Joseph White offers The Mixed (De)Merits Of ‘Bending The Cost Curve’ on the Health Affairs Blog. He traces…” the development of the phrase ‘bending the cost curve’ and argues that the risks of the now ubiquitous metaphor outweigh its benefits.”

Slap Shot: HIT

Shahid N. Shah offer a  Guest Article: How to sell your EHR and other health IT products into clinics and physician practices posted at The Healthcare IT Guy. “Healthcare IT is a hot topic these days and lots of new people are starting new ventures in the field. Developing your product is the easy part; the hard part is commercializing and selling it into a fragmented, diverse, and increasingly skeptical healthcare industry”

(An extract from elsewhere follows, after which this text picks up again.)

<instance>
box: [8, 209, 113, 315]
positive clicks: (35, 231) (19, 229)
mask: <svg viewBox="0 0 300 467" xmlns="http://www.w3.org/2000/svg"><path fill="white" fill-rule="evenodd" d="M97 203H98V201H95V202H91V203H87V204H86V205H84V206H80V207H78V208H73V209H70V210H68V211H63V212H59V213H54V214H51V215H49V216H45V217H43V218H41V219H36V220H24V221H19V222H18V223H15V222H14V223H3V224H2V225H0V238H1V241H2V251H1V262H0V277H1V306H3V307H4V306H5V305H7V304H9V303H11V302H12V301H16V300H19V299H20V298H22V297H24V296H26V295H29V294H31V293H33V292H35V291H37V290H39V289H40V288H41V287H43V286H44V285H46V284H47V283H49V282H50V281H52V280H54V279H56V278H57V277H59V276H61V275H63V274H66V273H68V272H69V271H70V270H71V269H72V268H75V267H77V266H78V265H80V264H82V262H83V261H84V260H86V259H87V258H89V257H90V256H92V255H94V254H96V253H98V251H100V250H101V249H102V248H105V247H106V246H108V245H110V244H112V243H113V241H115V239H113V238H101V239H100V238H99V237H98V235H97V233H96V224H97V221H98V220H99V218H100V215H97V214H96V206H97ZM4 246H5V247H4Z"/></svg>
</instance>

Jane Sarasohn-Kahn comments on a study that foundU.S. patients are looking for from their doctors: more self-service options, more online access, and more self-health care tools in patient portals in a post at Health PopuliIn HHS, Privacy, and Your PHI  Henry Stern, at InsureBlog, reports on newly relaxed privacy rules, and wonders if they’re a good thing.

 

Checking: Health law

Health Care Renewal reports: The First Contaminated Heparin Case Verdict: Making Money by Giving Patients “the Cheap Stuff” “Since the case of the contaminated heparin that allegedly killed over 80 patients began in 2008, this is the first legal case about it that has been resolved.  Documents revealed during the litigation referring to the heparin from China that apparently was deliberately contaminated with a potentially deadly chemical as “the cheap stuff” suggested how the current management of supposedly “ethical” pharmaceutical companies has allowed cost-cutting to trump their core mission.”

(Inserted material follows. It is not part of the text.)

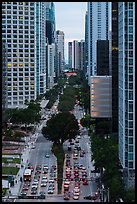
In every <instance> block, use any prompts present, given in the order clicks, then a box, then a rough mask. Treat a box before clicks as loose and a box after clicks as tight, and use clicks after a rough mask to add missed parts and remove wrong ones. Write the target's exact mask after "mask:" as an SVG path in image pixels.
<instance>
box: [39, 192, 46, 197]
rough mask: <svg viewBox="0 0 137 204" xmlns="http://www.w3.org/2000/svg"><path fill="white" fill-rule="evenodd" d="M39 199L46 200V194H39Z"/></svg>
mask: <svg viewBox="0 0 137 204" xmlns="http://www.w3.org/2000/svg"><path fill="white" fill-rule="evenodd" d="M39 198H40V199H45V198H46V196H45V192H43V191H41V192H40V193H39Z"/></svg>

Finally, Dan Diamond at California Health Line allows us to mix our sports metaphors, by noting that lawyers defending the new health law in the lower courts are like minor league ball players getting ready for the majors: “Opponents of health reform rushed to challenge the law in court — but the flurry of anti-overhaul cases may have helped the government build its own case to defend it. Lawyers explain the Obama administration’s rare approach to the unprecedented legal battle.”

We’ve filtered out all the spam, so you’ll have to look elsewhere for reports on weight loss miracles, cures for bipolar disorder, personal trainer classes and DNA testing (“Did Jason Sudeikis Admit to Being the Father of January Jones’ Baby?”)

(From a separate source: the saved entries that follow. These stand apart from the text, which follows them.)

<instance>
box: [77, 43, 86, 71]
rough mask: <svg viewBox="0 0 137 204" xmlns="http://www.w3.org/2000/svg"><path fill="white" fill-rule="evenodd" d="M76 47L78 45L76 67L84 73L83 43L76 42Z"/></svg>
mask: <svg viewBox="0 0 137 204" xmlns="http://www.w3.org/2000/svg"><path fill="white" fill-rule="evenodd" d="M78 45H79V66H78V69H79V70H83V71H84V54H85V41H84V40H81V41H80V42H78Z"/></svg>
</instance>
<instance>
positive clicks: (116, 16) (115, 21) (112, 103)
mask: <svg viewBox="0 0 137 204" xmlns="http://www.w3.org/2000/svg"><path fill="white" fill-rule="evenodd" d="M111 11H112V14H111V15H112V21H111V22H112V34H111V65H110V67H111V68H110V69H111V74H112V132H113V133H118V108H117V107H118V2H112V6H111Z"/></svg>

And, the dramatic events of the past two weeks led us to abandon our  original theme – Thanks anyway for the birthday wishes. We had art for the Bruins and they nailed Whitey just last night. (See The Departed for a character inspired by the Boston gangster.)  And we had to squeeze in Big Man. Clarence used to step out of the shadows and into the spotlight for his soulful “Jungleland” solo. Now he’s stepped back, and those of us who worship at the House of Bruce will miss him in a big, big way.